STEM (Science, Technology, Engineering, and Mathematics) students have become very attractive to hiring managers in the last few years. As a new grad you are excited to use your new degree to land your first job, but writing a resume for a new college grad is difficult. The ideal resume, especially in a STEM field, does not only describe how you have filled your summers, it also lists the jobs and research positions you have held, as well as providing a description of your interests, bases of knowledge, and transferable skills. Keep reading to learn a few tips on what STEM resumes should include, and how to make your STEM resume stand out from the crowd.
STEM students should include a description of projects they participated in while in school. When writing the descriptions make sure to include specific laboratory equipments used, as well as processes and outcomes from these projects.
Make sure to also include any project work you were involved with where you worked in a team or with a professor.
For many STEM students their first experience in a field is conducting research. This research is a great opportunity to gain practical experience and provides great content for a resume. STEM resumes should include information on any partnership with faculty on specific research. Content for the resume should include research experiments, on or off-campus, poster presentations, grant writing support, and /or research methodologies.
STEM coursework contains a strong base of knowledge and a wide range of versatile, transferable skills. For many students early in their career this knowledge is demonstrated in coursework, and transferable skills are demonstrated with experience in summer jobs and internships. Many may feel that these types of jobs do not have any relevance to the position which the candidate is applying for, but the knowledge gained is very relevant. Coursework, volunteer work, or job shadowing and research with a professor can demonstrate interest in the position and the field of work.
All STEM students considering furthering their education in graduate school should participate in academic fellowships during summer breaks. These fellowships provide hands-on work experience and also serve as great resume builders, separating themselves from other candidates. Many research fellowships are open to all college students including freshman. To remain competitive, college students must have strong STEM resumes with evidence of research, project, internships, co-ops, and academic fellowships.
Internships and Coops
STEM resumes must include internship and co-op experience. For STEM majors this experience could provide the competitive advantage needed over another student. Hiring managers want to see that STEM majors are not only interested in college coursework, but have also been involved in the practical applications of their studies.
Tone of Resume
Writing a STEM resume is different than a resume for other careers.

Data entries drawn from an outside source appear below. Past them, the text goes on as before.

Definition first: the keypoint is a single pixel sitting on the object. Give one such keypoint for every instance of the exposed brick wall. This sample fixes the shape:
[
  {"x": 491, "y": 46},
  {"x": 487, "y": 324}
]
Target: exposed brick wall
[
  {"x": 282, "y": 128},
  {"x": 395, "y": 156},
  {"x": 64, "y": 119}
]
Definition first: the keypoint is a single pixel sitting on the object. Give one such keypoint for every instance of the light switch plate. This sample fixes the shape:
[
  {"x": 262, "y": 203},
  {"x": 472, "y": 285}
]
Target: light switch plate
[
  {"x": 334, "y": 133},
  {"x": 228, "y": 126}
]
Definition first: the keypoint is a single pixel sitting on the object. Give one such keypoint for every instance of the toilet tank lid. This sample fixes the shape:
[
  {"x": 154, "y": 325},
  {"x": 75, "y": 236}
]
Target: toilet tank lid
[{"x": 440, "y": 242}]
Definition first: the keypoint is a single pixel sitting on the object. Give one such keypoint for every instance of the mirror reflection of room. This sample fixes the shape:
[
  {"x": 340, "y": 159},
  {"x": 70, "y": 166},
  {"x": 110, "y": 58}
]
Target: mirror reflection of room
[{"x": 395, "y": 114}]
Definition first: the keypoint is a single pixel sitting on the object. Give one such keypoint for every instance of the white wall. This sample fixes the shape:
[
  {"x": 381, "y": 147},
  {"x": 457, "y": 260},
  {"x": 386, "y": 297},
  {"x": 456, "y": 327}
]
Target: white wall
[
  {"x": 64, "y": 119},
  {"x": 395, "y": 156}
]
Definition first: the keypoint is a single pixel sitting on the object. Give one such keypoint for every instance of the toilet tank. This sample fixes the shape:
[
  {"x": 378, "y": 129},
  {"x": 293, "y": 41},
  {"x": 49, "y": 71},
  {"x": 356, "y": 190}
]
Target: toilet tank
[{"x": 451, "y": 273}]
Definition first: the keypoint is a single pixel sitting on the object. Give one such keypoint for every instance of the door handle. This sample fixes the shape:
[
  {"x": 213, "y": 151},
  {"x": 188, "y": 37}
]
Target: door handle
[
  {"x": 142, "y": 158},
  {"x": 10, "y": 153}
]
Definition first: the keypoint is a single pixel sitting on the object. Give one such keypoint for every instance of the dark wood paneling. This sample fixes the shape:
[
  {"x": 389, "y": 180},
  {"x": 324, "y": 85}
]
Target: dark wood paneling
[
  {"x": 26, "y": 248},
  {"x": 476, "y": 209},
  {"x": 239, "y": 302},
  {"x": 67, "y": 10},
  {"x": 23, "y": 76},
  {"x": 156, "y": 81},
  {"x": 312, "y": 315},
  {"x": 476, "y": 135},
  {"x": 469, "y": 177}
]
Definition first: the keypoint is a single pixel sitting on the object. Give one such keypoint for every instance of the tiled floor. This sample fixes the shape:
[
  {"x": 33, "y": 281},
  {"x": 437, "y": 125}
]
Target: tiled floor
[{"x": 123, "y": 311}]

Length Matters: It is acceptable for a STEM resume to be 1 page. It is not necessary to write wordy paragraphs to describe every task performed on a job. Summarizing the work provides enough detail to the hiring manager. More detail can be provided during the interview.
Present Facts: Provide the facts in a bullet list. This allows the reader to quickly understand what was accomplished in each position. Providing more details with fewer words offers less distraction in the resume.
Verb Statements: Use strong verb statements that summarize the work performed.
Your resume is the first opportunity to demonstrate your experience as well as ability to communicate effectively. Exemplary work experience, demonstrated work ethic, and consistency of interest can make an excellent resume stand out from the crowd. But even the most interesting and qualified candidate can sabotage his/her application with poor proofreading skills. Careful attention to detail will be essential in any STEM job, post-grad program, internship, or fellowship.
When crafting your next resume, get to the point quickly. Highlight what you have accomplished in active verb-based sentences and move onto the next position. These tips will get you to the interview where you can discuss what you have to offer in more detail.